Ainsi, il y a quelques jours, c’est à une séance surréaliste à laquelle on a assisté à la Chambre des Représentants, entre un Représentant démocrate fraichement élu, Eric Massa, officier de marine en retraite, et le vice-amiral David Architzel, responsable pour la Navy du Bureau des acquisitions au Pentagone. Le site Defense News rapporte le dialogue :

"Que se passera-t-il si ça ne fonctionne pas ?" demande Eric Massa.

"Cette technologie est maintenant critique [indispensable] pour le navire," répond l’amiral Architzel, qui détaille les mesures prises par la Navy en rééxaminant le programme, mais sans mentionner d’alternative à EMALS.

"Je le demande à nouveau, qu’est-ce qui se passera si ça ne fonctionne pas ?" demande à nouveau Massa.

"Nous sommes certains que ça va fonctionner," répond Architzel.

"Avec tout le respect que je vous dois," demande à nouveau Massa, "qu’est-ce qui se passera si ça ne fonctionne pas ?"

"En toute candeur, si ce nouveau système ne fonctionne pas ... nous devrons tout faire pour qu’il fonctionne," réponde Architzel.

Après avoir souligné qu’il n’existe aucun système équivalent en service dans aucune marine, Massa s’adresse directement à Architzel, qui est assis à seulement quelques mètres de lui.

"Je voudrais dire pour le compte-rendu que j’étais opposé à ce que la Navy passe à la classe Ford et franchisse un saut technologique aussi important," déclare Massa. "Je pense que c’est un pont trop loin avec un risque exceptionnellement élevé.

"Je suis exceptionnellement inquiet de l’impossibilité d’obtenir une réponse claire à la question simple de savoir ce qui se passera si ça ne fonctionne pas. … La réalité est, nous avons tout simplement acheté le plus gros porte-hélicoptères au monde."

Cet échange est particulièrement important dans la mesure où, contrairement à leurs homologues français, les parlementaires américains disposent du contrôle total du budget.

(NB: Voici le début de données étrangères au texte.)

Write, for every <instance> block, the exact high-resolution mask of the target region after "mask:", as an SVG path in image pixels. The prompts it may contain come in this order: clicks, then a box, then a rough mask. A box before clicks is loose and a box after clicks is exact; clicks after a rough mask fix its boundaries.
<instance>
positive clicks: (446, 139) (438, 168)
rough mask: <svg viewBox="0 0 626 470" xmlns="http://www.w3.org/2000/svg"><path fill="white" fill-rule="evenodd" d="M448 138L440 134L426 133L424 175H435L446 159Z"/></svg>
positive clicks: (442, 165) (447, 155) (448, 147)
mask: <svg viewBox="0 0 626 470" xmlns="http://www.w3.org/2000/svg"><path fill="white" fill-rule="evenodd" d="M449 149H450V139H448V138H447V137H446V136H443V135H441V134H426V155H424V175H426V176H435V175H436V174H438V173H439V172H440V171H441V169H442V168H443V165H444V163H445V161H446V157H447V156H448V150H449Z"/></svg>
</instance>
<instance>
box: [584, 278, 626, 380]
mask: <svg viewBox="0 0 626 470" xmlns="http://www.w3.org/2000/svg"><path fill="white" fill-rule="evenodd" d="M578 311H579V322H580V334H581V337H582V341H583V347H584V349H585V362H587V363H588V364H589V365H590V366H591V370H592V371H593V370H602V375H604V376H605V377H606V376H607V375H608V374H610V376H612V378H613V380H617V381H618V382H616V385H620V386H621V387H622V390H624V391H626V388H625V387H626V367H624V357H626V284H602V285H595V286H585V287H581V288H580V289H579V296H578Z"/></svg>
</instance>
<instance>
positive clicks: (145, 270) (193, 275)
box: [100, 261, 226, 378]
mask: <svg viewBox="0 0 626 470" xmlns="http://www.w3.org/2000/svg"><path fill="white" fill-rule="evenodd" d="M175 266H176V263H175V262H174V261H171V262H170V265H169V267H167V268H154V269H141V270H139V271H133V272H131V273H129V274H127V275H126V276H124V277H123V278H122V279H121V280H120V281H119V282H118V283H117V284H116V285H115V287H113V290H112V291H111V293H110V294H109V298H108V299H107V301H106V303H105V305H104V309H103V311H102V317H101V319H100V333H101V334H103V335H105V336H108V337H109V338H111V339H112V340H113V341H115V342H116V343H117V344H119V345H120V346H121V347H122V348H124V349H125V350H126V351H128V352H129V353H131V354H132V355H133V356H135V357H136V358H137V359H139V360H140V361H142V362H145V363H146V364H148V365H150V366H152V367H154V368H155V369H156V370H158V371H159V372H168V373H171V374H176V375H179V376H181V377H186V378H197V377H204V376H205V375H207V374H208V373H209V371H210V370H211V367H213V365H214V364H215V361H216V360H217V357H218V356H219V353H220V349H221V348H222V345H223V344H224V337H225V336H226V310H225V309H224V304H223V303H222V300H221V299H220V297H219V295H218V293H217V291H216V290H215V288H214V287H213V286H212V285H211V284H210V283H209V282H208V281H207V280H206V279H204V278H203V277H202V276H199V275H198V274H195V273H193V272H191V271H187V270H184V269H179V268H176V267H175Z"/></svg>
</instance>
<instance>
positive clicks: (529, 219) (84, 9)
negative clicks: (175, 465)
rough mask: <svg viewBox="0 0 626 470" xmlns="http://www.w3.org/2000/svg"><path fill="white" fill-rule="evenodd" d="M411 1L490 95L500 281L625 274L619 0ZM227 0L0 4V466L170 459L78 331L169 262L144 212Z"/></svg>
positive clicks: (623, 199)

Ainsi, le président de la sous-commission a fait ajouté dans le budget 2010 de la Navy, que le responsable actuel du programme EMALS, le Capt. Randy Mahr, restera à son poste pendant toute la période des essais et le début de la période de construction, alors même qu’il vient d’être promu contre-amiral, et que son successeur restera en poste jusqu’à la mise en service. Il n’est pas rare que les parlementaires imposent aux armées américaines des armements dont elles ne veulent pas, ou au contraire, refusent leurs demandes.

Cet échange rappelle aussi l’émission britannique où, il y a quelques années, le journaliste a reposé près d’une quinzaine de fois la même question parce que son invité, le premier ministre de l’époque (Tony Blair, il me semble), refusait d’y répondre.

Mise à jour : un de nos lecteurs apporte la précision suivante concernant cette émission britannique :

C’était en mai 1997 et il s’agissait de Jeremy Paxman, remarquable journaliste, dans le cadre de l’émission Newsnight de la BBC - émission d’information- qu’il anima pendant près de vingt ans.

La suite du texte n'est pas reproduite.